Three explosions hit the Borrusia Dortmund team bus in the immediate proximity of the entrance to the team’s hotel in the Dortmund district of Höchsten. This occurred just 90 minutes before the kick-off of the Champions League quarter-final tie between the German side and AS Monaco.
According to reports, the explosives were hidden in a hedge close to a car park and were detonated remotely. The game was postponed until Wednesday evening. There were no significant casualties but defender Marc Bartra was hit by shards of glass and has undergone surgery since. A police officer accompanying the bus was also injured.
In recent developments, Frauke Köhler, a spokeswoman for the Federal Prosecutor’s Office of Germany, said that two people with an “Islamist background” had been taken into custody
Köhler said three letters had been found near the scene, all of which suggested a possible radical Islamic motive. Köhler said the letter demanded that “Germany should repeal its Tornado aircraft from the campaign in Syria, where they are used for reconnaissance and where the Islamic State is under attack from a multinational coalition trying to push it from its strongholds”. The full text of the letter has not been released publicly. The letter also demanded what it termed “the closure of the Ramstein Air Base,” Köhler said, a reference to the main airport for American and NATO military forces in Germany.
No further detail has been revealed about the two people who had been taken into custody other than that they were “from the Islamist spectrum”.
While no terror act can ever be tolerated, it is unfortunate that sports too have to suffer this fate when most people use it as an escape to the political and social turmoil surrounding the world.

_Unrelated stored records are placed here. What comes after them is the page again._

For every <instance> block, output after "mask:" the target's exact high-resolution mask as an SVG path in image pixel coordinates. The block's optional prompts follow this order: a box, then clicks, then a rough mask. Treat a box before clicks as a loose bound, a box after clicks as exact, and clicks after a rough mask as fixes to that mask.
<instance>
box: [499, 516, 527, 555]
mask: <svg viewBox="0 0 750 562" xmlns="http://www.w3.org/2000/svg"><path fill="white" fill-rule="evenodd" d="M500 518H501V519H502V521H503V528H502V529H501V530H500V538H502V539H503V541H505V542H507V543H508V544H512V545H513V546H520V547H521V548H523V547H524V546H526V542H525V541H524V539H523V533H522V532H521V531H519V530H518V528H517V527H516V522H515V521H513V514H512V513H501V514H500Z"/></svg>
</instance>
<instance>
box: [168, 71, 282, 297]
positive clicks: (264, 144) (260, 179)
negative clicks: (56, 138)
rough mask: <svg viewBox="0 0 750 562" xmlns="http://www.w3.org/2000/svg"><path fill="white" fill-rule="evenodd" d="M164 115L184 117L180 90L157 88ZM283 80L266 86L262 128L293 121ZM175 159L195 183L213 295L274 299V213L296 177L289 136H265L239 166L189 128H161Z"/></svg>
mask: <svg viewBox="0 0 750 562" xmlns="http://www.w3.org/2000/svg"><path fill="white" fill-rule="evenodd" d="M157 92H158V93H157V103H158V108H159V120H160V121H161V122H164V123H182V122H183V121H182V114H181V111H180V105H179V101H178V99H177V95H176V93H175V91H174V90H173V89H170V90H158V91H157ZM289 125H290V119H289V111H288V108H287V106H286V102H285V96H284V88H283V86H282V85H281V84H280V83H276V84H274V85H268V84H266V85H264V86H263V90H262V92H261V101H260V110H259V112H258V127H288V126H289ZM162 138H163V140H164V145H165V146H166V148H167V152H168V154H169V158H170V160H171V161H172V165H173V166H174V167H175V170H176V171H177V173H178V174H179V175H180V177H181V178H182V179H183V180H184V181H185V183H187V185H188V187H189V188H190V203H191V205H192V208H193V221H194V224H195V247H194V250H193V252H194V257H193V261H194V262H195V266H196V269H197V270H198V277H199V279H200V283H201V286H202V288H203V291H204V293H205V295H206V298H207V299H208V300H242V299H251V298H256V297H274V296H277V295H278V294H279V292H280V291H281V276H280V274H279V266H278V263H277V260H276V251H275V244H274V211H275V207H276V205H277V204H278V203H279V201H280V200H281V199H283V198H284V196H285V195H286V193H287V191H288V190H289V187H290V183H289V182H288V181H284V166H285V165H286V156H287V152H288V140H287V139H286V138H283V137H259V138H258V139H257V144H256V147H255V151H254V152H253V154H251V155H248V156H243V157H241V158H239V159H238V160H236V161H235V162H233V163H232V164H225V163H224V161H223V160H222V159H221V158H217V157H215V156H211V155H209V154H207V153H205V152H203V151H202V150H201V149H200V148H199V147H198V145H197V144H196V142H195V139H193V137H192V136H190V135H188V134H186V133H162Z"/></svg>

In 2016, Islamic State militants attacked a cafe in Iraq frequented by supporters of the Spanish football club Real Madrid, killing at least 12 people. Real Madrid then said that 16 members of a supporters club had died in the attack. “The club expresses its great sadness and offers its regards and condolences to the families and friends of the victims,” the statement said.
At least 21 people were killed in a bomb blast in northern Nigeria when they were watching a World Cup match in 2014. A suicide bomber in a tricycle taxi detonated explosives as people watched Brazil’s match against Mexico on TV.